Il a également créé la surprise en déclarant que « 50 000 passeports jetés » auraient été récupérés, accusant certains membres de la diaspora de renier leur nationalité à l’étranger tout en se réclamant du patriotisme.
Évacuations en zones de crise
Le chef de la diplomatie a longuement détaillé les opérations conduites par son département dans plusieurs foyers de tensions internationales.
Il a cité la guerre en Ukraine, les troubles en Tunisie et le conflit au Soudan.
À propos de la Tunisie, il a évoqué un déplacement qu’il qualifie de périlleux, assurant avoir personnellement supervisé le rapatriement de compatriotes malgré des risques techniques sur le vol.
Concernant le Soudan, il affirme que la Guinée aurait été parmi les premiers pays à déployer des bus pour extraire ses ressortissants vers l’Égypte, en pleine zone bombardée.
Des interventions auraient également été menées au Sénégal, en Algérie et en Gambie pour contester certaines expulsions ou porter assistance à des Guinéens en difficulté.

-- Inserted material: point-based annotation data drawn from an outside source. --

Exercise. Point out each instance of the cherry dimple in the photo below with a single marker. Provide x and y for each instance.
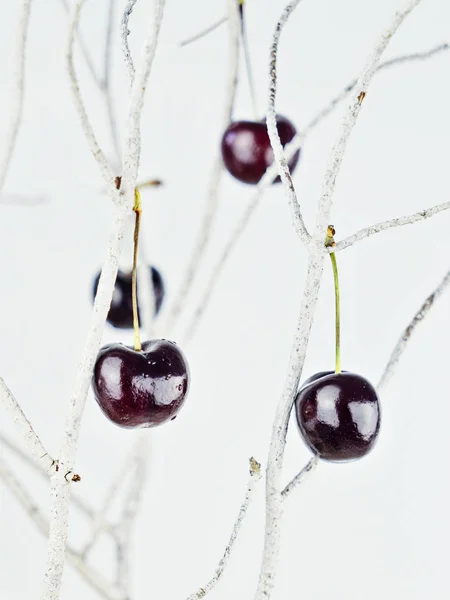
(141, 388)
(338, 415)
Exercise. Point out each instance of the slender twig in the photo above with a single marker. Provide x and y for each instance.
(399, 222)
(346, 91)
(409, 330)
(99, 521)
(91, 576)
(106, 83)
(77, 501)
(274, 498)
(255, 475)
(203, 238)
(248, 62)
(301, 476)
(290, 149)
(97, 152)
(32, 441)
(204, 32)
(18, 87)
(278, 152)
(125, 33)
(60, 490)
(84, 48)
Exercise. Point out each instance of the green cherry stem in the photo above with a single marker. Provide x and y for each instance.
(248, 63)
(329, 243)
(137, 208)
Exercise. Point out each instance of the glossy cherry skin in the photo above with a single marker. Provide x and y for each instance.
(338, 415)
(121, 311)
(246, 149)
(141, 389)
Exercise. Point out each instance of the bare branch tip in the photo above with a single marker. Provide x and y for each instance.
(255, 467)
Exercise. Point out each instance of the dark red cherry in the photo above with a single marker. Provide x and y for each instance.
(141, 389)
(338, 415)
(121, 311)
(246, 149)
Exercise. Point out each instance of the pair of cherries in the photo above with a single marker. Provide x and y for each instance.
(338, 414)
(146, 387)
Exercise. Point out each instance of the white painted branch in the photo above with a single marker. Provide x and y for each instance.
(77, 501)
(100, 517)
(255, 476)
(92, 577)
(18, 85)
(202, 241)
(409, 330)
(83, 47)
(274, 498)
(106, 83)
(301, 476)
(22, 200)
(278, 152)
(97, 152)
(393, 62)
(399, 222)
(60, 489)
(32, 441)
(289, 150)
(125, 33)
(130, 509)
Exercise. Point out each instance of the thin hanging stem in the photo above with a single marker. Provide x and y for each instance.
(329, 242)
(338, 312)
(248, 63)
(138, 211)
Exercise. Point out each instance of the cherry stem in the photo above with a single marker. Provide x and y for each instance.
(248, 64)
(137, 208)
(329, 243)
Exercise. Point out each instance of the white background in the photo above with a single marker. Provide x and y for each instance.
(372, 529)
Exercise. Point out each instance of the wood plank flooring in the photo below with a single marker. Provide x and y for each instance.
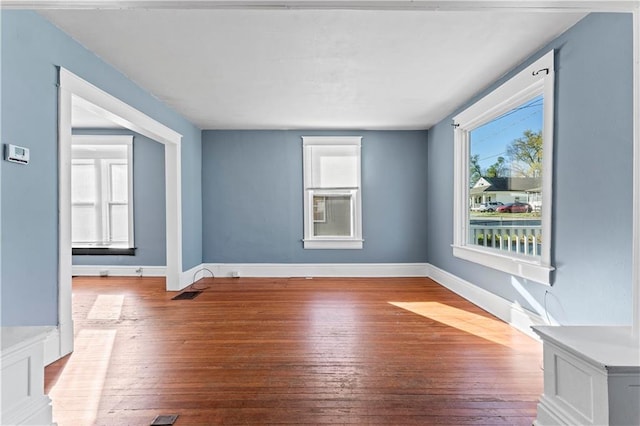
(401, 351)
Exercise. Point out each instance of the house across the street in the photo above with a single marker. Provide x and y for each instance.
(506, 190)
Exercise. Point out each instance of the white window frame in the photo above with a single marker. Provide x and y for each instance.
(310, 241)
(104, 188)
(536, 79)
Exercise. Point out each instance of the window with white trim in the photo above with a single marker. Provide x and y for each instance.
(503, 154)
(332, 193)
(102, 192)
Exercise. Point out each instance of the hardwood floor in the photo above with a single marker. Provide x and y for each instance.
(402, 351)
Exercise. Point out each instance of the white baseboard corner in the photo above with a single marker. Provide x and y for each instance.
(52, 346)
(509, 312)
(118, 271)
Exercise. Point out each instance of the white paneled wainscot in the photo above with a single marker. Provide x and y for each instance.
(23, 399)
(591, 376)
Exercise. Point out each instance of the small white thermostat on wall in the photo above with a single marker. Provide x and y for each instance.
(16, 154)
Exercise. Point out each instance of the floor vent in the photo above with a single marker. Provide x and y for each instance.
(165, 420)
(187, 295)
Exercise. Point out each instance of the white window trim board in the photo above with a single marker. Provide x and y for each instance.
(355, 241)
(510, 94)
(115, 140)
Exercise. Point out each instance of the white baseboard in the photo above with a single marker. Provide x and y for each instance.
(287, 270)
(118, 271)
(194, 274)
(509, 312)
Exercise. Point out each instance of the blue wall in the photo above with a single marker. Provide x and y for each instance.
(252, 198)
(592, 203)
(32, 48)
(149, 211)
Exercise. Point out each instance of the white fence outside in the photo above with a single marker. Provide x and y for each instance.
(522, 239)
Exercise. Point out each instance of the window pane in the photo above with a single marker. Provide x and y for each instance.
(505, 182)
(83, 183)
(83, 224)
(119, 223)
(119, 184)
(334, 215)
(334, 167)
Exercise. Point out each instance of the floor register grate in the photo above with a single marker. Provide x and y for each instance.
(187, 295)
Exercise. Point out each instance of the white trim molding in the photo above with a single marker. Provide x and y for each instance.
(428, 5)
(309, 270)
(509, 312)
(535, 80)
(635, 274)
(118, 271)
(73, 90)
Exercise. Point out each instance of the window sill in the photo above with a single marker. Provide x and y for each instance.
(102, 251)
(528, 269)
(333, 244)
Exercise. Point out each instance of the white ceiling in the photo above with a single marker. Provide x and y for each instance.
(312, 69)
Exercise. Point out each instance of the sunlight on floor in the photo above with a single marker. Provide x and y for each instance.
(84, 375)
(468, 322)
(106, 307)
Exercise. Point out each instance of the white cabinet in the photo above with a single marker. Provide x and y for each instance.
(591, 376)
(22, 398)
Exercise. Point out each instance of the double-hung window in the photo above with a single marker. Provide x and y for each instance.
(503, 175)
(102, 192)
(332, 193)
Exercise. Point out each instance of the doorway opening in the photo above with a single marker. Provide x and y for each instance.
(77, 93)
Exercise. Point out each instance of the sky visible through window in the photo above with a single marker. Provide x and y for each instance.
(491, 140)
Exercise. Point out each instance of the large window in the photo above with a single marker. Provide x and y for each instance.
(101, 192)
(503, 175)
(332, 204)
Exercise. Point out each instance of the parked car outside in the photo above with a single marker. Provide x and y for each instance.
(487, 207)
(516, 207)
(491, 206)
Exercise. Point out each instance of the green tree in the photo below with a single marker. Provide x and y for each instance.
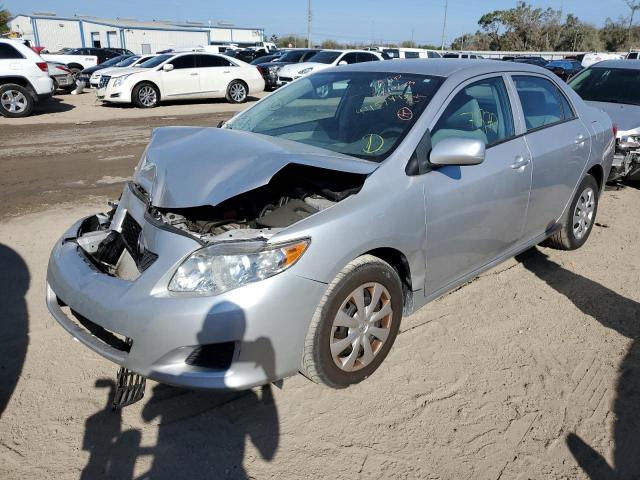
(4, 18)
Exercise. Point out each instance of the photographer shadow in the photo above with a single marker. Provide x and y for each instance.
(621, 314)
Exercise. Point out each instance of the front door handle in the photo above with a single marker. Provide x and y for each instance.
(520, 162)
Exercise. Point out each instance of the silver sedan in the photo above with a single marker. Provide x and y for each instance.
(296, 237)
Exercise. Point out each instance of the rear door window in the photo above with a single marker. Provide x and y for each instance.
(481, 110)
(8, 52)
(542, 102)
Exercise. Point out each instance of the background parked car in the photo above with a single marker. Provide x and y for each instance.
(181, 76)
(325, 59)
(61, 76)
(270, 69)
(129, 61)
(24, 79)
(565, 69)
(613, 86)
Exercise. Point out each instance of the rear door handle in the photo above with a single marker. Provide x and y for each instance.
(520, 163)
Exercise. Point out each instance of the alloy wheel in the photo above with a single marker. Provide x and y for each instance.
(14, 101)
(238, 92)
(147, 96)
(361, 327)
(583, 213)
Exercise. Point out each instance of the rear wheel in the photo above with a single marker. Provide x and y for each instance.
(15, 101)
(237, 92)
(145, 95)
(355, 324)
(579, 218)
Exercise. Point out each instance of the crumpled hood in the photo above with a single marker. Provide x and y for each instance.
(627, 117)
(194, 166)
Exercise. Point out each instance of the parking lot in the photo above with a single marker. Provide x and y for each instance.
(523, 373)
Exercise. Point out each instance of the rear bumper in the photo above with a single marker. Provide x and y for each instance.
(267, 321)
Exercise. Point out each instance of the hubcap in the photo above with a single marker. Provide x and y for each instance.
(147, 96)
(361, 327)
(583, 213)
(238, 92)
(13, 101)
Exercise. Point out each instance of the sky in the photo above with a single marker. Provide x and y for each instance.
(382, 21)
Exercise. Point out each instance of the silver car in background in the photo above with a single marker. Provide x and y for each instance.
(296, 237)
(614, 87)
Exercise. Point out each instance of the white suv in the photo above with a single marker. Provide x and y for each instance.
(181, 76)
(24, 79)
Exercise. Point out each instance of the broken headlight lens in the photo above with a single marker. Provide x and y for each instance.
(212, 271)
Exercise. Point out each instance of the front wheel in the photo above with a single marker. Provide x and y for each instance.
(355, 324)
(15, 101)
(578, 220)
(237, 92)
(145, 95)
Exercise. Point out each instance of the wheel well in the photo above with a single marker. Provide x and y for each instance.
(598, 173)
(151, 83)
(399, 262)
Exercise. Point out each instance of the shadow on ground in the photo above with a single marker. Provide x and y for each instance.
(621, 314)
(14, 321)
(200, 434)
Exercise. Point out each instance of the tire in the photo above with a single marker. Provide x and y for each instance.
(369, 276)
(237, 92)
(579, 218)
(15, 101)
(145, 95)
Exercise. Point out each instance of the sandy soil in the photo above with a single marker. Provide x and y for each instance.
(495, 380)
(530, 371)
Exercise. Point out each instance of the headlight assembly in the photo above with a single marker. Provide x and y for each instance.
(219, 268)
(120, 80)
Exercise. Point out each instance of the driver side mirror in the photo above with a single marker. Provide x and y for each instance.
(458, 151)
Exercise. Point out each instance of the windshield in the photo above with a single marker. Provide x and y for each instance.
(325, 57)
(363, 114)
(611, 85)
(293, 56)
(127, 61)
(155, 61)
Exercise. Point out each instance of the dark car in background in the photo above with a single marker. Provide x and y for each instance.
(565, 69)
(269, 70)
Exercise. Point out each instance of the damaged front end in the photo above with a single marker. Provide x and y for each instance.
(626, 161)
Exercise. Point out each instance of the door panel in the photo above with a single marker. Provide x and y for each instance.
(559, 154)
(475, 213)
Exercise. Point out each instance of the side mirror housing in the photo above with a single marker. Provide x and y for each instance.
(458, 151)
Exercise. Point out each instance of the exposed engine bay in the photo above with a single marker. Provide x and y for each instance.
(294, 193)
(626, 162)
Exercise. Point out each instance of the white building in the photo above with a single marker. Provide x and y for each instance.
(54, 33)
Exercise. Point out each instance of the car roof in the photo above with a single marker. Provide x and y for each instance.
(626, 64)
(444, 67)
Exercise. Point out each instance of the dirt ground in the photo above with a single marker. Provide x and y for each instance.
(530, 371)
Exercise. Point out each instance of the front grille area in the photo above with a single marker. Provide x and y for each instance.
(130, 233)
(104, 81)
(216, 356)
(114, 340)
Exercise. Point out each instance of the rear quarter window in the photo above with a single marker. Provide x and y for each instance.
(8, 52)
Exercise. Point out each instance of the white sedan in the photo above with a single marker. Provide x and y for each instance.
(179, 77)
(322, 60)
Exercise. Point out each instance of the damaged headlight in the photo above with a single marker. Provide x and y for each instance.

Tensions avec l’Union européenne
Sur le plan diplomatique, Morissanda Kouyaté a révélé l’existence de discussions tendues avec l’Union européenne autour des procédures d’expulsion et de l’usage de technologies de reconnaissance faciale pour identifier des ressortissants.
Selon lui, des menaces de suspension de visas auraient été brandies pour contraindre Conakry à accepter certaines conditions. « J’ai répondu : bloquez-les », a-t-il déclaré, invoquant la souveraineté nationale.
Un engagement personnel revendiqué
Ancien militant des droits des femmes et lauréat du « Prix Nelson Mandela », le ministre est également revenu sur son parcours personnel. Il a évoqué son combat contre l’excision et les pressions subies par sa famille, qu’il dit avoir mise à l’abri aux États-Unis il y a plusieurs décennies.
Malgré les critiques, notamment sur les réseaux sociaux, Morissanda Kouyaté affirme que l’État continuera d’assister tous ses ressortissants, quelles que soient leurs opinions politiques.
« Même s’ils nous insultent ou complotent contre le gouvernement, nous irons les chercher le jour où ils auront un problème. Nous sommes à leur service », a-t-il conclu.
Par cette sortie offensive, le chef de la diplomatie guinéenne tente de reprendre la main dans un débat sensible mêlant migration, souveraineté et image internationale du pays.